Freedivers Discover Europe’s Largest Collection of Gold Roman Coins

"Sets of gold coins are not common."
By Melissa Smith | Published On October 16, 2021
Share This Article :

Freedivers Discover Europe’s Largest Collection of Gold Roman Coins

Roman Coins Depicting Emperor Honorius

Ten of the coins depicts Emperor Honorius, who is represented on the coins above.

Shutterstock.com/Eduardo Estellez

Two freediving brothers-in-law found a collection of 53 gold coins dating back to the fourth and fifth centuries on a recent family vacation to Spain’s Mediterranean coast — the largest collection of its kind in Europe.

Luis Lens and César Gimeno vacation with their families every year at a popular resort in Xàbia on the Bay of Portitxol. The duo always spends time snorkeling and freediving to explore marine life and clean up trash “with technical equipment worth €10, consisting of swimsuits, masks, snorkels and flippers,” Lens jokes to the local newspaper El Pais.

This year, Lens saw a shiny object on a rock about 23 feet below the surface. At first, he thought it was a 10-cent coin, but after returning to their boat, he noticed it had what looked like an ancient image of a Greek or Roman face. He assumed it had come off a piece of jewelry but decided they should go back and check out the area just in case.

Using the corkscrew of a Swiss Army Knife they found aboard the boat, Lens and Gimeno spent two hours unearthing seven more gold coins from a rocky crevice.

“It [was] incredible,” Lens says of the discovery. “It’s every child’s dream to find a treasure.”

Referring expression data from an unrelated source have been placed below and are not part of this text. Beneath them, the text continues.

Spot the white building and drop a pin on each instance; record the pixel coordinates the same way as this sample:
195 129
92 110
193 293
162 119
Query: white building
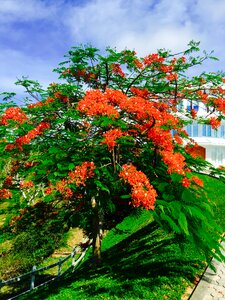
212 141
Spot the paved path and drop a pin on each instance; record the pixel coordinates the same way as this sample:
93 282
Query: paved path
211 285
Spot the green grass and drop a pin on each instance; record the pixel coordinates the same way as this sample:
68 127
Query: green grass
140 261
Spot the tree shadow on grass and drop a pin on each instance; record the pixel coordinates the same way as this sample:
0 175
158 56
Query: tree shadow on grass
147 259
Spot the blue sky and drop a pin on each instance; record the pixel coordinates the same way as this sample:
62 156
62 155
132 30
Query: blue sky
35 34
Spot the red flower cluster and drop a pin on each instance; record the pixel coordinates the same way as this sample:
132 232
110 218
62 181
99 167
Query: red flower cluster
5 194
13 113
140 92
117 70
41 103
8 181
214 122
186 182
82 173
110 137
138 63
26 184
96 103
197 180
153 58
220 104
62 187
26 139
174 161
142 192
194 113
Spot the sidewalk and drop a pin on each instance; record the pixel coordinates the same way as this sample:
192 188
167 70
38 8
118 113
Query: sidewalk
211 285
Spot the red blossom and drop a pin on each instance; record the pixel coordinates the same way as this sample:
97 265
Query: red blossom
48 191
110 137
26 184
197 180
82 173
153 58
5 194
117 70
186 182
13 113
193 113
214 122
142 192
8 181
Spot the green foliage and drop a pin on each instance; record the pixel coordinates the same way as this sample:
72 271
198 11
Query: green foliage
48 143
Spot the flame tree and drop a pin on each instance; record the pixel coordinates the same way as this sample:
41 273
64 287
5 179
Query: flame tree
112 131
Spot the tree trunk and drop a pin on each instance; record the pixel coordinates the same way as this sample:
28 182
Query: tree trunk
96 232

The next day, they took the coins to local authorities, sparking an area excavation in which Lens and Gimeno remained heavily involved. They returned to the site three times with underwater archaeologists from the city of Xàbia, the University of Alicante (UA) and the Spanish Civil Guard.

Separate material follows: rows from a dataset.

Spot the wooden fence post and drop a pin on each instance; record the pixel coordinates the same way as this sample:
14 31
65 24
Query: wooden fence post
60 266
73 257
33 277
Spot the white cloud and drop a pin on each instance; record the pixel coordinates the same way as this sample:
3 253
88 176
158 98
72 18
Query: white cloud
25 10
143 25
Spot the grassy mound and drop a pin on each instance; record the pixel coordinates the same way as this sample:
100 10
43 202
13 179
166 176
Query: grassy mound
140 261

All in all, 53 coins, three nails and what seems to be the remains of a chest were recovered from the site. The coins date back to the fourth and fifth centuries, when the Western Roman Empire was in decline.

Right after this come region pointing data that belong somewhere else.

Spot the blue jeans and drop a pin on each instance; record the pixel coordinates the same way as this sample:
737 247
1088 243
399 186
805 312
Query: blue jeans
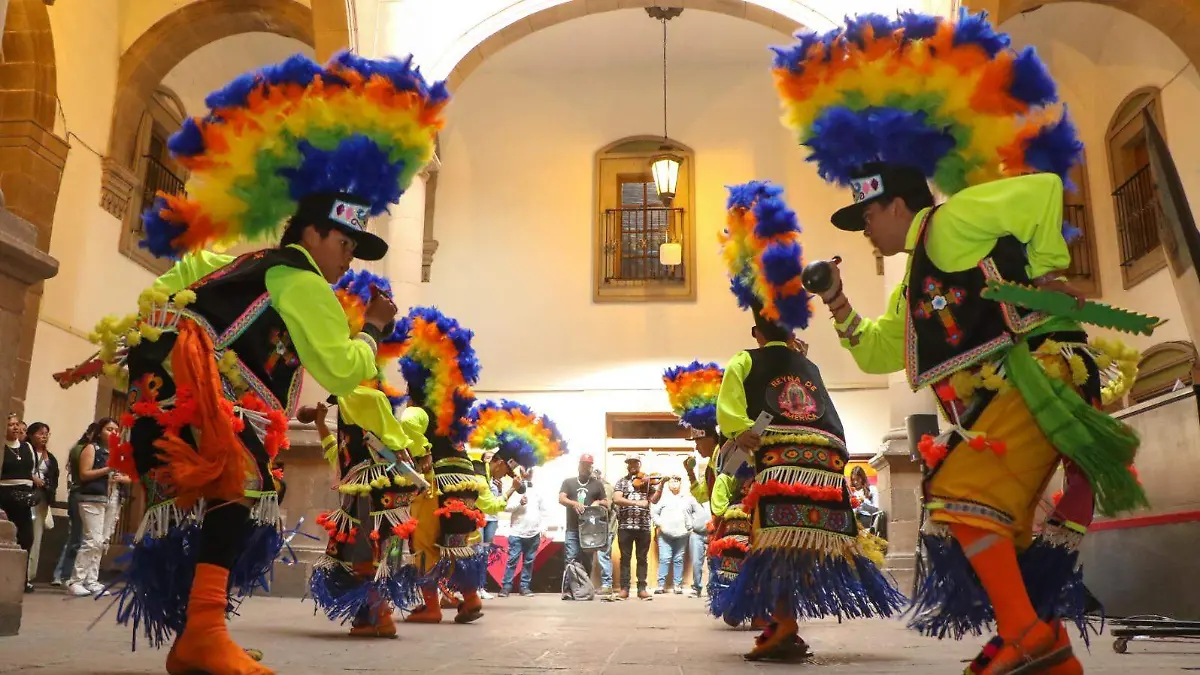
521 549
671 550
605 556
75 537
699 545
490 530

“Sets of gold coins are not common,” Jaime Molina, head of the excavation and a professor of ancient history at UA, tells El Pais. The quality preservation makes them rarer still. Archeologists were even to identify which emperors were associated with all but one of the coins: Valentinian I (three coins), Valentinian II (seven), Theodosius I (15), Arcadius (17) and Honorius (10).

Molina has been surveying Portitxol for three years, as it was a popular stopover for ancinet travelers making their way from the Balearic Islands to Rome.

“There are no remains of sunken ships in the area where they were found,” Molina says. “So it was probably a voluntary act of concealment from advancing Barbarians, in this case, the Alans. The find speaks to us of a context of fear, of a world that is ending – that of the Roman Empire.”

The coins will be restored and housed in the Soler Blasco Archaeological and Ethnographic Museum in Xàbia.